Bonell hopes her new Wellcome-funded study will help clarify what’s happening in humans. Her team will recruit 762 pregnant women in The Gambia and compare levels of chronic heat stress between those living on the country’s relatively cooler coast and those in the much hotter interior. She and her team will measure placental blood flow at regular check-ins. They will track maternal physiology and pregnancy outcomes including the health of the mothers and conduct neurodevelopmental tests on the newborns. Placental tissue samples will be shipped to physiologist Amanda Sferruzzi-Perri at the University of Cambridge, who will study whether differences in the organ’s vasculature or gene expression correlate with poor outcomes.
Jay and Gordon’s team will also add to the evidence base from women’s on-the-ground lives in the Global South. Working with partners at the Sitaram Bhartia Institute of Science and Research and the International Centre for Diarrhoeal Disease Research, they hope to enroll nearly 6000 women in urban India and rural Bangladesh, early in their pregnancies, for a prospective study that will use wearable temperature sensors to regularly track their levels of heat exposure. The primary outcome measure will be premature birth, though the team will also examine rates of other severe consequences such as stillbirth and low birth weight, as well as maternal complications including gestational diabetes and preeclampsia.
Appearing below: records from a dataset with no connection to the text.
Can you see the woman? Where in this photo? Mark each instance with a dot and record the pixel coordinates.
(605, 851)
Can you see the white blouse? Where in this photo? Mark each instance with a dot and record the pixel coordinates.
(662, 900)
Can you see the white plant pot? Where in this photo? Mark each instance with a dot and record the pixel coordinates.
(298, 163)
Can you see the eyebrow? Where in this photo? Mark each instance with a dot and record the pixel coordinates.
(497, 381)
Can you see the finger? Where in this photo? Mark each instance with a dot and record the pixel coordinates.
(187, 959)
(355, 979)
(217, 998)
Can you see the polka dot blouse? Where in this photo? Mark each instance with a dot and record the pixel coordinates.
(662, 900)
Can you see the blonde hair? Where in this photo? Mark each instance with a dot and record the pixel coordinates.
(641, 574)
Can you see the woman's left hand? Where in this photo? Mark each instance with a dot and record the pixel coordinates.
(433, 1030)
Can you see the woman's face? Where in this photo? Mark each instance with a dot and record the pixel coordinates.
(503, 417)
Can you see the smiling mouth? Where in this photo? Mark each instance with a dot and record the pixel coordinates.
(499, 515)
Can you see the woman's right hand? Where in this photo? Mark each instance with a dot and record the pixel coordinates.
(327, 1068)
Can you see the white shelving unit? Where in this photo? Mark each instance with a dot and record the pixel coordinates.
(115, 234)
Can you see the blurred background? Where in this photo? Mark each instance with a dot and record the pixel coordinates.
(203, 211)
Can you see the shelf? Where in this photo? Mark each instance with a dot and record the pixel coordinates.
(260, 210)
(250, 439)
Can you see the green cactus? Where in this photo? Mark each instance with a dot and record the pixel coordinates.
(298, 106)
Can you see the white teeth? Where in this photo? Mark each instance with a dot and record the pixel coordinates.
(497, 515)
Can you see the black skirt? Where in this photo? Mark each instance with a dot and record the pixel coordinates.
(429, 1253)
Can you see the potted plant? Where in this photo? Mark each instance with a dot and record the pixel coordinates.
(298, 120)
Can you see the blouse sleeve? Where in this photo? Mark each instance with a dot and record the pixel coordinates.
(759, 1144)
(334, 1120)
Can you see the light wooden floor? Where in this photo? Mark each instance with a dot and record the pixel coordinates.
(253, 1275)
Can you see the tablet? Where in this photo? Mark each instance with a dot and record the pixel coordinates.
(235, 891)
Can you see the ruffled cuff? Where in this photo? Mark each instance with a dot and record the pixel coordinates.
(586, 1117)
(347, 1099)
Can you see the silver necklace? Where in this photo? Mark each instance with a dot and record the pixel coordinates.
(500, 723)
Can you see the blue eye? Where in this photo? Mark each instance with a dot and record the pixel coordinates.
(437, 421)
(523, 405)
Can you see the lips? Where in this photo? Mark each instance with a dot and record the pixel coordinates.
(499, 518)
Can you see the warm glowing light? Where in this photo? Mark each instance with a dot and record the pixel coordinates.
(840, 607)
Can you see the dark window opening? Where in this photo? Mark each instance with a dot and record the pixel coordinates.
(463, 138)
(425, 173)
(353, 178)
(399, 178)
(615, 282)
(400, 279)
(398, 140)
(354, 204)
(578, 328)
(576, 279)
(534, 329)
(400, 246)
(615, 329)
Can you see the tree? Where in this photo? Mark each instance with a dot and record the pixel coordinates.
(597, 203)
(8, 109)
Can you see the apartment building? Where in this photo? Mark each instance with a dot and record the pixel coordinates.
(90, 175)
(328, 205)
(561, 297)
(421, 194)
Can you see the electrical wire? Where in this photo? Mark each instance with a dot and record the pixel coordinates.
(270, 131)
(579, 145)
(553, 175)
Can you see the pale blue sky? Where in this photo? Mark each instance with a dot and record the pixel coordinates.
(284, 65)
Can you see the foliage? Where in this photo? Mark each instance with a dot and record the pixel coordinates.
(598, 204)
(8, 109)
In a subset of 1000 women, the team will periodically assess heart rate, dehydration, and core temperature. These measurements will strengthen the model the Sydney group develops using the climate chamber. As a whole, the field study will offer “much more accurate data on the effect of individual level heat exposure on pregnancy outcomes,” says Camille Raynes-Greenow, a perinatal epidemiologist at Sydney who is co-leading the Bangladeshi arm of the study.
Ultimately, she would like to see effective and culturally acceptable measures available everywhere to protect pregnant people and their newborns from extreme heat. These might include education about the most sensitive weeks of pregnancy, trees planted where shade is most needed, and changes in building regulations to require insulation and cooler construction. But untangling the mechanisms of harm will be critical to these efforts, she says. “If we don’t know what is causing harm, how can we ever develop interventions to mitigate it?”